I am trying to create a file with fixed column lengths in Unix. The file contains Russian Cyrillic characters and those characters are interpreted different from the normal 1-byte characters.
I am using below script to modify the file (the delimiter of the columns is @-@ and the row delimiter is \r\n):
input_file=$1
output_file=$2
awk -F '@-@' '{printf("%-200s%-200s%-200s%-200s%-200s%-200s%-200s%-200s\r\n", $1, $2, $3, $4, $5, $6, $7, $8)}' $input_file > $output_file
For the columns with normal characters, the output file contains correctly 200 characters columns, but for a column with 30 Cyrillic characters, the output column contains only 170 characters. This way, the lines in the file won't have the same length because the Cyrillic characters occupy 2 bytes and the code will interpret the bytes and not the characters.
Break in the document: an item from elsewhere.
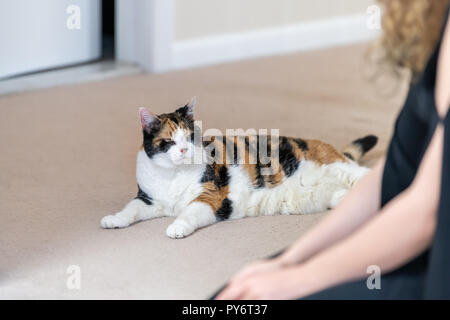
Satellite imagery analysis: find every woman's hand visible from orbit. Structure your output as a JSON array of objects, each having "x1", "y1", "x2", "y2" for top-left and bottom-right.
[{"x1": 216, "y1": 266, "x2": 313, "y2": 300}]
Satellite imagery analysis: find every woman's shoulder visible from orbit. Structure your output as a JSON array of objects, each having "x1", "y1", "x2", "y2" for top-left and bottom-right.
[{"x1": 435, "y1": 12, "x2": 450, "y2": 120}]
Example: НИКОЛАЕВНА has 10 characters, but the script calculates it as having 20 because it occupies 20 bytes.
One input file example:
НИКОЛАЕВНА@-@russ@-@12345@-@asklle@-@НИКОЛАЕВНА@-@454@-@111@-@asdfg
Can you please suggest a way to create the padding so that all the rows have the same number of characters?
Thank you!
I don't believe awk can do this, but gawk should handle this by default as long as your locale isn't set to "C". For example, LC_ALL=en_US.UTF-8
should provide the expected behavior using gawk.